A Map of the World - Jane Hamilton [127]
“I need the cash,” I said again. I wasn’t sure there was anything in me that went deeper than my stinging skin. I wasn’t sure I’d ever felt much more than an animal sensation, a veering toward ruin. Everywhere I looked I kept seeing that sign, I Need Food.
“I can tell already that it’s a real special piece of property,” Sandy said as we walked along the edge of the soybean field. It was a respectable stand and the only green thing close to the ground.

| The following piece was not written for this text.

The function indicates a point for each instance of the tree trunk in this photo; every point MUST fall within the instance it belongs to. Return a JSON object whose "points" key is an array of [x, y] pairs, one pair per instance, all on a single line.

She was probably seeing the place divided up into five-acre lots with dream houses, sprawling brick affairs with hardwood floors and decks, windows and views, stone fireplaces, master bedrooms with walk-in closets and Jacuzzis, family rooms, great rooms, mud rooms, closets, closets, closets. “It’s going to take that special buyer. Now, you say that this property, parts of it anyway, cannot be zoned residential, is that right? Is it locked into some kind of conservation easement?” She was huffing and puffing as we climbed the slope to the plateau. “I just gotta get back into aerobics,” she muttered. She kicked the ground and the earth rose in a puff of smoke. “Is it dry or what?” When she’d had a chance to catch her breath and scan the horizon, she pursed her lips, as if to whistle. She blew out a silent stream of air as she shook her head.
It is a good place. With your back to the east you hardly notice the greyhound racetrack in the distance. You can see the fields laid out in squares, the pond sparkling in the sunlight, and the old orchard beyond. You can see the cows standing still around the few shade trees in their worn pasture. You can see how far the woods stretch. You can see the marsh with its cattails, and the cranes lifting off into the air, making their guttural trill.

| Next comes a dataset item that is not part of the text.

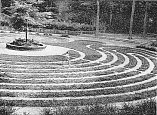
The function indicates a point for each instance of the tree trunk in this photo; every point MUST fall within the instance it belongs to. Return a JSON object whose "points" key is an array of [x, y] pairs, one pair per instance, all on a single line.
{"points": [[0, 12], [97, 19], [145, 20], [131, 20]]}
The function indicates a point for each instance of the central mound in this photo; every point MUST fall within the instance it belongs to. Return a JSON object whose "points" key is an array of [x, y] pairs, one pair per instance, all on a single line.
{"points": [[25, 44], [49, 50]]}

“There’s a marsh, a bog, and a fen on this property,” I said, which was stretching the definitions of those wet places slightly. We definitely had a marsh, and pretty much had a bog. The fen was questionable.
“No kidding,” she said. “I didn’t know there were so many things like that.” The bog is what had sold me on the place originally. A farm with a barn and a bog. “This is a real special piece of property you’ve got here,” she said for about the third time. “I’ll tell you what.” She was going to deliver a secret, a Sandy Brickman kind of secret. She put the stem of her sunglasses into her mouth. They hung from her lips like some gruesome piece of orthodontia.
“Yes?” I said, waiting for the revelation.
“We’ll have to have the house appraised, do a survey, work up the papers, take care of the business. I’m going to zip back to the office and make a few phone calls.” She managed to say that with her mouth full.
“I’d really like to get this going,” I said.
She put her glasses back on. “I think I’m having an inspiration, Guy.” She called me Guy, as if it was my name and only I hadn’t known it. “What you have to do is sit tight. That’s all you have to do.”
Sandy Brickman, as it turned out, was the answer to the prayers somebody must have been making. Theresa was the only person I knew who prayed every day. It was more than likely that she was praying not only for her damned soul but also for Alice, and for me. I hold Theresa personally accountable for conjuring up Sandy Brickman. In the weeks that followed, the appraiser and the surveyor did their work. Even before Sandy wrestled with the details of our farm, the image of Mrs. Arnold L. Reesman must have risen up in her mind. Sandy had spent much of her professional life cultivating Mrs. Reesman. She must have somehow appealed to the lady not as an obsequious money-grubbing real estate agent, but as a friend, an advocate, perhaps a lover of nature.
It was mid-August when Sandy showed up. Alice had been in Racine for nearly two months. I remember Emma, around that time, wanting to go to the summer library story hour on Tuesday afternoon.